I was always interested in quantitative sciences, and that’s why I decided to study mathematics and informatics engineering. At school, I admired mathematics because it had one and only one correct answer to a problem, whereas in Lithuanian language lessons, the answers could depend on many subjective things. Quantitative sciences challenge you to think rationally, be objective, logical, and structured. Regarding the popularity of studies among women, I would say the distribution between genders across both of my programmes was 60/40, and a bigger part consisted of women. Although I do not see the same distribution in the IT workplace, where the majority of employees are still men. Nevertheless, I think that the trend is changing already, welcoming more and more females into the IT world every day. 

At school, I admired mathematics because it had one and only one correct answer to a problem, whereas in Lithuanian language lessons, the answers could depend on many subjective things.

Did you have any major challenges while reaching for your career in tech goals?

There were no major challenges to get into the IT world as I had a really warm welcome. The team here is great and very helpful, and in the beginning of my Junior Developer role, colleagues were helping and answering all the questions that I had. When it comes to my current position, we have challenges such as fitting into strict deadlines sometimes, as well as being able to adapt to changing business requirements and overlapping projects. This encourages you to see a bigger picture, become more agile and think one step ahead too. This mindset helps to build universal, maintainable and easy-to-use solutions, which could be easily modified in the event of changing requirements.

What are the top 3 features about your job that you like the most?

First and foremost, the team. We have the best team supporting you in every step and performing to deliver their best every time. Also, we have that so-called ‘coffee club’, which helps you through the day. Secondly, I’d mention the change which is a constant in Luminor. We have very interesting projects ongoing which never leaves you bored. Thirdly, we are always learning new things and improving our knowledge, which helps you to grow both as a person and as an employee.

What kind of skills (including both hard and soft) are needed for data engineers?

Generally, data engineers need to understand several programming languages used for statistical modelling and analysis, data warehousing solutions, and building data pipelines. Aside from that, possessing a strong foundation in software engineering is a must. While data engineering job specifics vary across different industries, the programming languages could include various types of SQL (T-SQL, PL/SQL, NoSQL etc.), R, Python, Java, JavaScript, CSS, HTML or other. It’s also important to be able to use various BI tools, such as Tableau, SAS, Qlik, etc. As mentioned before, data engineers should have an analytical, objective, and structured mindset. They should be able to adapt to changing circumstances and see a bigger picture. Collaboration and communication skills are needed, which require English language proficiency too. 

As mentioned before, data engineers should have an analytical, objective, and structured mindset.

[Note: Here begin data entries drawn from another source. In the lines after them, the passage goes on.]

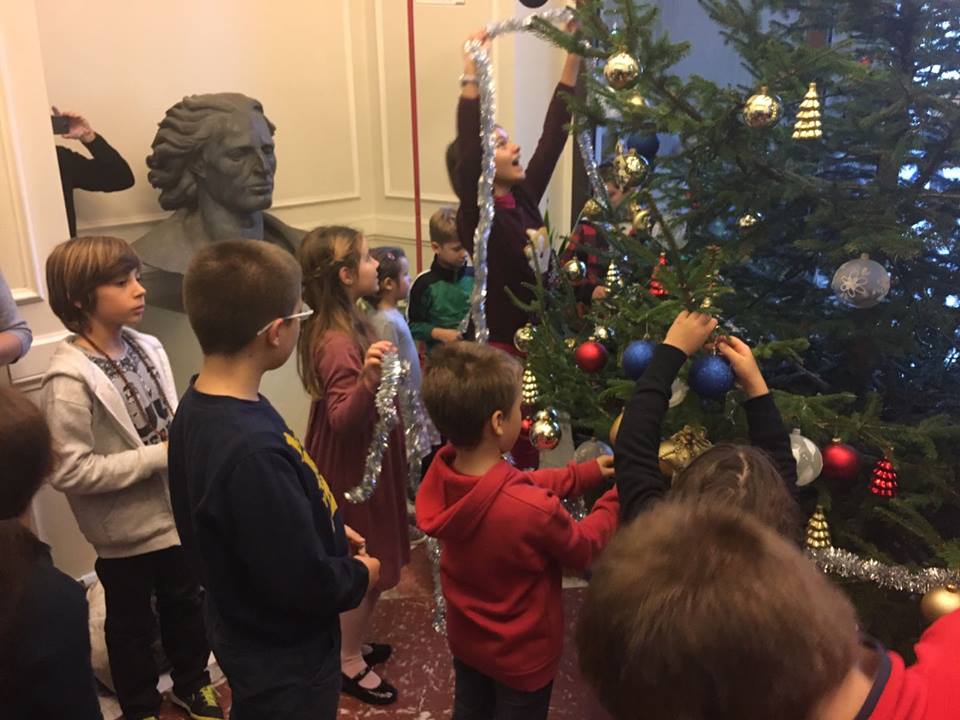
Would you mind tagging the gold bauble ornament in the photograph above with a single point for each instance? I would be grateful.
(761, 110)
(939, 602)
(575, 270)
(807, 126)
(523, 337)
(621, 70)
(681, 449)
(629, 168)
(615, 428)
(748, 221)
(591, 210)
(818, 530)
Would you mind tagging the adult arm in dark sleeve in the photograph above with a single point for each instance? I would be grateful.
(636, 451)
(285, 561)
(105, 171)
(768, 433)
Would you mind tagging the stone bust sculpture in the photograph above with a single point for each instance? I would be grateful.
(213, 161)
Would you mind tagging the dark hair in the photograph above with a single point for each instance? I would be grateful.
(388, 268)
(452, 158)
(233, 288)
(465, 385)
(443, 226)
(323, 252)
(744, 477)
(705, 613)
(26, 458)
(77, 267)
(185, 129)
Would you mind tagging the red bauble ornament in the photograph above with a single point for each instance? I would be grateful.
(656, 287)
(590, 356)
(884, 480)
(840, 461)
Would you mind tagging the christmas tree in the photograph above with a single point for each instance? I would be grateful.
(847, 145)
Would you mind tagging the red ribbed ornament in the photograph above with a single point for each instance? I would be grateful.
(884, 479)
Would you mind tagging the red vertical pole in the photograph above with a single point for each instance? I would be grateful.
(411, 45)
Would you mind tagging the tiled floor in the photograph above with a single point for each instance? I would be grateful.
(421, 667)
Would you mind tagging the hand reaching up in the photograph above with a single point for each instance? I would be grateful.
(744, 365)
(690, 331)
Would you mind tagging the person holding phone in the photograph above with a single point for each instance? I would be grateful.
(104, 171)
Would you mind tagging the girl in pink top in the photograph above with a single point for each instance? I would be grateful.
(340, 367)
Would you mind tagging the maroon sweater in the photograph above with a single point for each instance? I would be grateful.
(513, 215)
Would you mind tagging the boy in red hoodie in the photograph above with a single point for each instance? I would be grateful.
(704, 613)
(505, 536)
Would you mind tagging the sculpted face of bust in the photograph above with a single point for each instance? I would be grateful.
(237, 165)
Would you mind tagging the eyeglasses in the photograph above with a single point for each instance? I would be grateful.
(296, 316)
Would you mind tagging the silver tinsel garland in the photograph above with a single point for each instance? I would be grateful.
(391, 377)
(488, 113)
(845, 564)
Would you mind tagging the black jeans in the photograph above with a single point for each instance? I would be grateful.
(293, 682)
(130, 584)
(479, 697)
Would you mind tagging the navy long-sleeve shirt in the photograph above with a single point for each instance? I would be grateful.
(639, 479)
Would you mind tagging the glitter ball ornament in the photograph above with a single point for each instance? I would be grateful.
(523, 337)
(591, 450)
(613, 280)
(818, 531)
(883, 481)
(629, 167)
(840, 461)
(591, 356)
(747, 222)
(681, 449)
(939, 602)
(808, 457)
(529, 391)
(574, 270)
(605, 335)
(861, 283)
(615, 428)
(711, 377)
(808, 126)
(545, 433)
(621, 70)
(636, 357)
(761, 110)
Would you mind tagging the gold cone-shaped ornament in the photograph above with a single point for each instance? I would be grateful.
(807, 126)
(818, 530)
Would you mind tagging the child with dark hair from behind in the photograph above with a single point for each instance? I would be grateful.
(505, 533)
(440, 297)
(706, 613)
(45, 671)
(760, 477)
(256, 517)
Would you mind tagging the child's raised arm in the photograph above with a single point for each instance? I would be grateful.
(637, 446)
(764, 422)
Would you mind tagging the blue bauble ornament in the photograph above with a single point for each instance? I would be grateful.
(711, 377)
(636, 357)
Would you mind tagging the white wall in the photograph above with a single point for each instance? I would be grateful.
(332, 75)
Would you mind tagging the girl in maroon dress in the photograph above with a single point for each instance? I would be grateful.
(340, 367)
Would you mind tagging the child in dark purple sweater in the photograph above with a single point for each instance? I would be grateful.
(517, 193)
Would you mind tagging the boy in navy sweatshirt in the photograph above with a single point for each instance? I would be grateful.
(253, 513)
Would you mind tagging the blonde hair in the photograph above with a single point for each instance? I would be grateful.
(323, 252)
(76, 268)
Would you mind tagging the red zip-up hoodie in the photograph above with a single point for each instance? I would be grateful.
(927, 690)
(505, 538)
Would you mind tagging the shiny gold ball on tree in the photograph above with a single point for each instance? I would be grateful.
(621, 70)
(761, 110)
(575, 269)
(939, 602)
(523, 337)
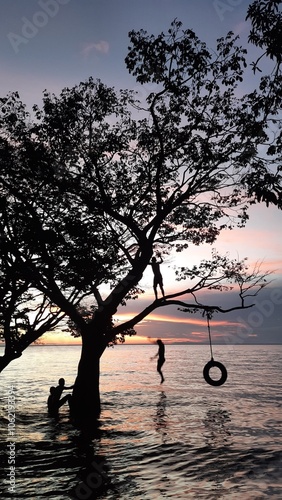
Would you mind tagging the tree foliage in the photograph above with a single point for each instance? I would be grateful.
(94, 181)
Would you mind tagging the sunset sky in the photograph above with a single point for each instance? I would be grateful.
(50, 44)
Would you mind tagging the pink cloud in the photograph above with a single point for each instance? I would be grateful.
(102, 46)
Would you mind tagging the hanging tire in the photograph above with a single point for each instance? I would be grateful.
(206, 373)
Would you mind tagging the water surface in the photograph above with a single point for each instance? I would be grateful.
(182, 439)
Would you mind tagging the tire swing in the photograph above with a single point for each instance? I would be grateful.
(212, 364)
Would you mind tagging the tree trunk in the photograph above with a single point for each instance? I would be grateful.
(85, 403)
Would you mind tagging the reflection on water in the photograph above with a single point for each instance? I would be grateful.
(183, 439)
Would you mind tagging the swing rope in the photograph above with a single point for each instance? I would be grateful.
(209, 330)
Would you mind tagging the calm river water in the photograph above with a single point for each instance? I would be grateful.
(182, 439)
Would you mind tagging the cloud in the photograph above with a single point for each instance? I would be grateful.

If there’s anyone who’d like to become a data engineer out there, having no idea about the steps that should be made, could you give a short advice on where to start?

Well, for me it was picking the right academic path back in the day. But now we have a lot of courses online, like Coursera, Udemy, DataCamp or Oracle certifications, which could help to learn any existing programming language. There are designated schools for coding too, which can be a better option, if you aren’t into online courses. Although the most important advice for anyone out there who would like to start a career in the IT world is not to be afraid of change! I left a well-paid accountant’s job for a non-paid internship because I had a feeling that the tech world is for me, and I will never regret this decision that I have made. I am very happy that we have such initiatives as WomenGoTech because we should encourage all women that feel interested in this field to try themselves out here. I will be very proud if this interview inspires any women to think that maybe this is for them after all.